H.K. said:
The Goat said:
Kelly was the better, smarter QB. He just played wasted a number of years in the USFL. Had he gone into the NFL first Marino wouldn't have held a lot of his records. I watched both of them regularly during their heydays...
Not to mention Marino played in pass happy Miami and Kelly was playing in the snow in Buffalo.
Hold...hold on a second...one of your arguments is that Marino "couldn't get it done," and then you're going to jump on the
JIM KELLY bandwagon? That's like saying, "Wow. I'm not so sure I like flying on this Goodyear blimp...let me try the Hindenburg!"ETA: ...and are you SERIOUSLY suggesting that Buffalo wasn't pass-happy during the Kelly era? Please don't tell me you're suggesting that.
Son, you need to do your homework. Marino attempted over 500 passes eleven times in his career. Three times he attempted over 600.
Jim Kelly never attempted 500 passes in a season, his highest ever was 480.
Marino played in nice weather and threw the ball a ton, comparatively, Kelly certainly did not. Hence my statement: "Not to mention Marino played in pass happy Miami and Kelly was playing in the snow in Buffalo" was 100% on the money.
You could have put a bunch of guys at QB in that nice weather in Miami, gave them Marino's weapons and heaved it 35 times a week. Plenty of guys would have compiled awesome stats. However, the argument doesn't work that way does it? The only time its OK to put a QB on a team is when you say Marino would have won a ring if he played somewhere else. Pathetic.
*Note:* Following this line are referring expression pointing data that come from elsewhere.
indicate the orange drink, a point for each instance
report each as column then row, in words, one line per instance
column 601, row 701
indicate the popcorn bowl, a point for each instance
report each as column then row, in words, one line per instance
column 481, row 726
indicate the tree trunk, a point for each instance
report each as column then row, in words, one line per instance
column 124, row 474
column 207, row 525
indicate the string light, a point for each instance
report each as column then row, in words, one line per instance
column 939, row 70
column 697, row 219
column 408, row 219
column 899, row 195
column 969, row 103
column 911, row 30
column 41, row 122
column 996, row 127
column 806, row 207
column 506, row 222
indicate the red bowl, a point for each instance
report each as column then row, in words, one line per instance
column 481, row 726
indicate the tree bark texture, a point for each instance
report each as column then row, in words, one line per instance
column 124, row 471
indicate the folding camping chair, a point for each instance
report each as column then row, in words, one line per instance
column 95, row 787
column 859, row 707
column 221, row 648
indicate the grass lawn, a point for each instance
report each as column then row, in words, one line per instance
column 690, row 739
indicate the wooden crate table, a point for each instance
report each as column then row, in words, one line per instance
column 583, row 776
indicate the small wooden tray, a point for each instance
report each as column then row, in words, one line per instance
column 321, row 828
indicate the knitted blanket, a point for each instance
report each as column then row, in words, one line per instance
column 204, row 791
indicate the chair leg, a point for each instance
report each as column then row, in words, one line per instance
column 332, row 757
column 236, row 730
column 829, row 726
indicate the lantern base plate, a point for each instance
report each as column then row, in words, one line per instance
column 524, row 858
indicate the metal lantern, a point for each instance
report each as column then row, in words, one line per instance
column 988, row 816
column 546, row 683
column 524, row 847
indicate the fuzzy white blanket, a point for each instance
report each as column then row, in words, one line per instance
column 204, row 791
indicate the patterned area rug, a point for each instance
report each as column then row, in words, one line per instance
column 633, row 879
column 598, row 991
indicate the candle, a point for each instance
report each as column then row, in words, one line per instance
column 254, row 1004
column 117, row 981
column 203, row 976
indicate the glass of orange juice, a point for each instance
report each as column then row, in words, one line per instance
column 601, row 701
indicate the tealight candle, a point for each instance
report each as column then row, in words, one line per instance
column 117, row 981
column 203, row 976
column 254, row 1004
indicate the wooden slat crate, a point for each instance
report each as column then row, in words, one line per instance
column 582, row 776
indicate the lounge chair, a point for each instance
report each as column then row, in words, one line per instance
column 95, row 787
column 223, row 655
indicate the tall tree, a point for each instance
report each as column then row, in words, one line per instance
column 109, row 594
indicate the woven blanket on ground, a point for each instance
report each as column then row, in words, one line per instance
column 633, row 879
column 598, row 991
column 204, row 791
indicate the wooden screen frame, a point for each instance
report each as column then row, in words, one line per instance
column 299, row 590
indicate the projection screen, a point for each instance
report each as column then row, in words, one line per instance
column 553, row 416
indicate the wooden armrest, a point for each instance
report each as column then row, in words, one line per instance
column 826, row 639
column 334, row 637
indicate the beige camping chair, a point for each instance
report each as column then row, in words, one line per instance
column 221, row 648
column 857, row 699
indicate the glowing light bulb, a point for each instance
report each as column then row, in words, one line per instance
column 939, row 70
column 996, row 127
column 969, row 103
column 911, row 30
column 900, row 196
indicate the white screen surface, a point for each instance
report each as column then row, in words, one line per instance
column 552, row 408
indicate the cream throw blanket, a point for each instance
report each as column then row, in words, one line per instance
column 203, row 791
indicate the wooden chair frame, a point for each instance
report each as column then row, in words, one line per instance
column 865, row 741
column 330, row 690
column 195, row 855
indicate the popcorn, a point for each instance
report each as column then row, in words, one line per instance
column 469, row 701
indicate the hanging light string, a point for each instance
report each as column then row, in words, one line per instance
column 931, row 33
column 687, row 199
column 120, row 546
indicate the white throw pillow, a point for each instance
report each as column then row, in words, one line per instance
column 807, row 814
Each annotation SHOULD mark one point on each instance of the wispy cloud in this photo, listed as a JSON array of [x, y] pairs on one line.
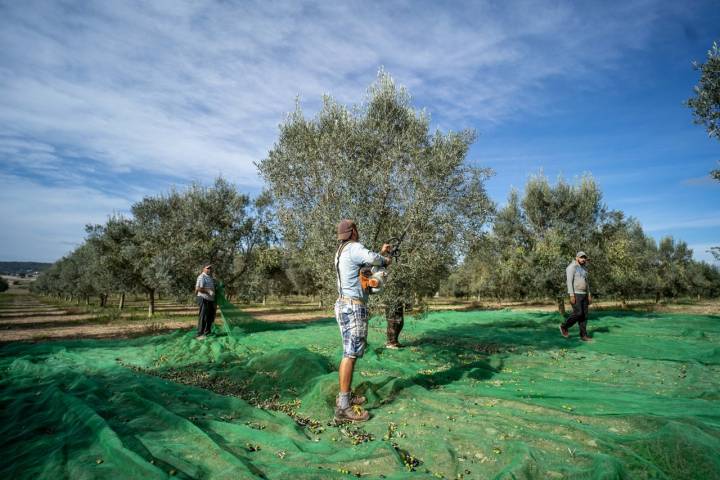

First, if you're going to take the "pet name" angle, this could get a little dicey, kid.Second, you included a very important word in your reply to me that you left out initially...
comparatively. From your OP on the subject, our would infer that Buffalo rarely passed the ball during the Kelly era. That just ain't so, sport.
Third - Jim Kelly
absolutely benefitted from a pass-happy offense for a good portion of his career; the K-gun was a valuable asset to him - and he
ran it out of the freakin' shotgun half the time. If anything, it made him look better than he was, because he was able to use Thurman Thomas on short-to-medium range passes half the time. If you don't know that, you had your nose buried way too deep in your homework, and weren't watching enough games, bucko.
Fourth - bone up on your reading comprehension, and try not to contradict yourself, amigo. I never suggested that QB A would do any better with Team B, or vice-versa. That's a pointless exercise. However, you try to point out that Marino's accomplishments don't really make him that much better than Kelly because Marino benefitted from playing in warm weather and a pass-heavy system. To quote; "you could put a bunch of guys in that system, give them Marino's weapons and...plenty of guys would have compiled awesome stats."
Since you went there, Ace, let's take the same scenario and put a little different spin on it.
Let's take ANOTHER QB...say...Jim Kelly...and put him in a nice, perfect condition scorching, humid environment for half his games. Let's give him what Marino had - from a slightly different perspective.
Welcome to Miami, Jim! Oh, by the way...we're taking away Andre Reed, James Lofton, Bill Brooks, Don Beebe and Thurman Thomas. Sure, you get Clayton and Duper - but only for a little over half your career. After that, you get a decent couple years out of Irving Fryar - after which your best option is O.J. McDuffie. So...you'll have to completely change your game up in the early 90s. You'll have to mix it up between Fryar and a backfield receiving combination of Keith Byars, some guy named Terry Kirby, and Tony Paige, who's built like a bowling ball and runs about as fast.
Oh, by the way - your defensive coordinator for a good portion of your career is Tom Olivadotti. We call him "The Sieve." So, anyway...expect to have to make a lot of fourth-quarter comebacks. You know - like the one you did for Buffalo against Houst...oh, no...wait. That was Frank Reich. Nevermind.
Anyway...here's the best part. Everyone KNOWS you're going to pass. Nobody's going to bother to even play against the run, because your best running back during your prime will be some clown named Mark Higgs. So...you'll be passing a lot. Everyone will be looking for it. Safeties will be trying to kill your WR, and cornerbacks will be trying to jump routes on you all day. Make sure you put the ball exactly where only your receiver can catch it, because they're going to be well-covered most of the time.
But, of course, you can do all that, right? You could complete all those passes, win all those games, make all those comebacks, and throw all those touchdowns...
even when you had a terrible defense, no running back, and everyone knew you were coming at them through the air. After all...so could any QB that played in Miami.